A Guide to Loving Yourself (Even When It Feels Impossible)
As I approach my 22nd birthday, I’m finally learning how to love myself. This isn't a skill that we’re taught in school. We only pick up on how the adults around us talk about themselves, look at themselves, and take care of themselves. We grow up using these as examples of how we should care for the person we will become.
I was raised by two loving and supportive people who clearly cared for my siblings and me more than they cared for themselves. My parents worked jobs they hated, but they normalized it. This taught me to put others before myself; eventually my own mental health and happiness fell to the wayside.
As a child, I would pinch my belly and wish that as an adult I’d be as skinny as everyone on TV and on movie posters.
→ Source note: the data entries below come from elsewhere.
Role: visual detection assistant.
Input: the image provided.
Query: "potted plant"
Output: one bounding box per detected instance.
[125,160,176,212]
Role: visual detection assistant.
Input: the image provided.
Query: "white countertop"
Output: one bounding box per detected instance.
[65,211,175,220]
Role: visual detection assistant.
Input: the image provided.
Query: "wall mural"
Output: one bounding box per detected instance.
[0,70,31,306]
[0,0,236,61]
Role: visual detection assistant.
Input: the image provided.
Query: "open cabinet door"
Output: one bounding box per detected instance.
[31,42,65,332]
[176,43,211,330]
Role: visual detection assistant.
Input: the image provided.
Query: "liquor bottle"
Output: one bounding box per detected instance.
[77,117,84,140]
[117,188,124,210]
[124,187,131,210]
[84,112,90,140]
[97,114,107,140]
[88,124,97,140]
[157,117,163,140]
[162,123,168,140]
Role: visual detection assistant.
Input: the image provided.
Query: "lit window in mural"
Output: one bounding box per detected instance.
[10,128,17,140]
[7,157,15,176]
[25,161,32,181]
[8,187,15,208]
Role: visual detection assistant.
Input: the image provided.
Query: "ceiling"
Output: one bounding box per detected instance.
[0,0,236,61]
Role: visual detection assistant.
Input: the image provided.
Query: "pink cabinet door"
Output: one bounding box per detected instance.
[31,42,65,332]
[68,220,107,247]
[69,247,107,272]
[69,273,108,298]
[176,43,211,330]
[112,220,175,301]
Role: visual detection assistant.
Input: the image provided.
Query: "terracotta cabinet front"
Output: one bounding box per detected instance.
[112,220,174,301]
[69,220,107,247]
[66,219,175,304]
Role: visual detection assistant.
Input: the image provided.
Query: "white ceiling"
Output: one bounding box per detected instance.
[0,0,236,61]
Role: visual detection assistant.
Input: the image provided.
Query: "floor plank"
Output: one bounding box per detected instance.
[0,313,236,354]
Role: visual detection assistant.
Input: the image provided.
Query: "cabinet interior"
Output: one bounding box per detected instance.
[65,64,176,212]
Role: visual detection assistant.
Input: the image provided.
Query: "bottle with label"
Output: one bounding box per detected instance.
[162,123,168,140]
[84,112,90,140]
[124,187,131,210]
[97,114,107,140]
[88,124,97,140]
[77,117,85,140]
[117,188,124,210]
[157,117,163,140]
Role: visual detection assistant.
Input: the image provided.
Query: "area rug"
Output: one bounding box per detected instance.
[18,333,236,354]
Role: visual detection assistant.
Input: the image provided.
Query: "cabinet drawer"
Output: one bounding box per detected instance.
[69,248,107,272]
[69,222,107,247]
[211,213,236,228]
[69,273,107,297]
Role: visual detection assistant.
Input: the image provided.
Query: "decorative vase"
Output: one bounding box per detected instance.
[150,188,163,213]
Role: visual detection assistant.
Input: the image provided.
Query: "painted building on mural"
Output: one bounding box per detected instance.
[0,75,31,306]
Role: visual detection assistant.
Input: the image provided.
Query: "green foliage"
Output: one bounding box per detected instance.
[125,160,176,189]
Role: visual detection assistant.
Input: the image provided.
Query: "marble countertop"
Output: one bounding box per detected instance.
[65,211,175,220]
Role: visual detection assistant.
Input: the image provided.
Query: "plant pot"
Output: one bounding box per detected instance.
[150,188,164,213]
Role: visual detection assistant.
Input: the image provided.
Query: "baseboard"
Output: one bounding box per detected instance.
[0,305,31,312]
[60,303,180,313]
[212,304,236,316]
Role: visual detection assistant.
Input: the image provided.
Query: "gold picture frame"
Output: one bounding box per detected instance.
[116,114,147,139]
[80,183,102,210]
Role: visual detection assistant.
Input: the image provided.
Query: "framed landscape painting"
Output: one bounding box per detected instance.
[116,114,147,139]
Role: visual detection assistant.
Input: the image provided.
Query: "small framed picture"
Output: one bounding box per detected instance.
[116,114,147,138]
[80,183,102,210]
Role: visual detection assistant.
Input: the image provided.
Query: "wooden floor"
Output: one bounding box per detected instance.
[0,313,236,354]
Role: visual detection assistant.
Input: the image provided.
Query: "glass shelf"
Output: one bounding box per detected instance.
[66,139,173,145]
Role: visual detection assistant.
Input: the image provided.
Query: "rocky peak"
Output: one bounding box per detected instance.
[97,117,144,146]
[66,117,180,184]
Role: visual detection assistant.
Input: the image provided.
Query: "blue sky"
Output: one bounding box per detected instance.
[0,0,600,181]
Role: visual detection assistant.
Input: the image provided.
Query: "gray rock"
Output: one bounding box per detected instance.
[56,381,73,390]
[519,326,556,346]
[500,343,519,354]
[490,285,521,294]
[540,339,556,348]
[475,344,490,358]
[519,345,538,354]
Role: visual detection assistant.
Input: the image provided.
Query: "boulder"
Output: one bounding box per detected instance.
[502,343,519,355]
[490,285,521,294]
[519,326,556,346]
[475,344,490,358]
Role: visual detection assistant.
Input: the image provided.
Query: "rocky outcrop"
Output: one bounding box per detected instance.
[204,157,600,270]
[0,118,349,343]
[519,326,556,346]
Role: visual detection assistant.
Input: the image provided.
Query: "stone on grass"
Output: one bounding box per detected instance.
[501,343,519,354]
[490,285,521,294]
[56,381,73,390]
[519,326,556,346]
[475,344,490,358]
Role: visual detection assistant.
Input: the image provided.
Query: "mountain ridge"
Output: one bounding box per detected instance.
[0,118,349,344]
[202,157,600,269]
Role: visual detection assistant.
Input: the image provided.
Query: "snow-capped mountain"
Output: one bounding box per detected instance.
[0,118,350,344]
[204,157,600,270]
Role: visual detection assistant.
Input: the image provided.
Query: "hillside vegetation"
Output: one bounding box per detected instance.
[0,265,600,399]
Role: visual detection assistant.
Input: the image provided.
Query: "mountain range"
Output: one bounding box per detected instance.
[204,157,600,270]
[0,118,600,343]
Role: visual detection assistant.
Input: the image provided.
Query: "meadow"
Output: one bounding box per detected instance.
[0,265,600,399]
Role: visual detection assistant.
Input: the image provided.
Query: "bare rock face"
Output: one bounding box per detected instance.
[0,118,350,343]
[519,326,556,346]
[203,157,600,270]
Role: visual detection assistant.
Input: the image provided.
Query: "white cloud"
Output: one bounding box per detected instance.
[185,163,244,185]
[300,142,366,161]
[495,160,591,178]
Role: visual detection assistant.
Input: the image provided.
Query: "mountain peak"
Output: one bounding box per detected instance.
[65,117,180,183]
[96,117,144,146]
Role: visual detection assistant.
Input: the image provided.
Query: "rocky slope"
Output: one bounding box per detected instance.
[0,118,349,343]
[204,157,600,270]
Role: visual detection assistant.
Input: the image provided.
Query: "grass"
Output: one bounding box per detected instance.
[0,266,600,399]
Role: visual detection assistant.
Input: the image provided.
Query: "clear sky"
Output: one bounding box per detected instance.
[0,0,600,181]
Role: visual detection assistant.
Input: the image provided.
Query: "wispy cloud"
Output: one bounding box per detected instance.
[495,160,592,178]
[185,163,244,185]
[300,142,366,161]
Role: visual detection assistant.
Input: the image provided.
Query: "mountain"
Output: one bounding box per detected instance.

In high school, I surrounded myself with as many people as possible. I called these people my friends. They didn’t have to be good to me. They just had to be around me. The same went for relationships. The presence of others made me feel liked.
I straightened my hair every day during my junior and senior years, and dabbed on lipstick. If I’d finally love who I was on the outside, then I’d love the person I was on the inside too…right?
No matter what I did, though, I felt like life was a game and I was losing. This didn’t change after high school graduation. I went to college, studied hard, then got a job. I dreaded going to work, but I put up with it because I needed the paycheck. Emotionally I was drained—but I never asked for help, because I didn’t want to pass on the burden.
I had a two-parent family. I had a dog. I had a few decent friends. I even had a thousand Instagram followers. I had everything my 19-year-old self thought mattered, so why didn’t I love myself like all those strangers claimed to love me? What was wrong with me to cause so much unhappiness?
After this lifelong struggle, I finally gained some self-acceptance. It started with another person. There’s a bit of magic in meeting someone who loves others unconditionally, because they love themselves, too. It's nice to know what laughing at yourself feels like. It's nice to know the warmth of accepting your own mistakes.
The relationship didn't last, but the self-love did. I started reading self-help books and dropping bad friends like dead weight. I started to appreciate the freckles under my bangs and beauty mark by my lip, taking the time to look in the mirror and compliment myself. I started meditating and dug deep into who I really was.
It’s a lot to learn to love the dusty corners of your soul, and maybe that’s why they don’t teach us self-love in school. It’s an ongoing process, but the secret to loving yourself is to understand yourself. We have to be honest with the person we are.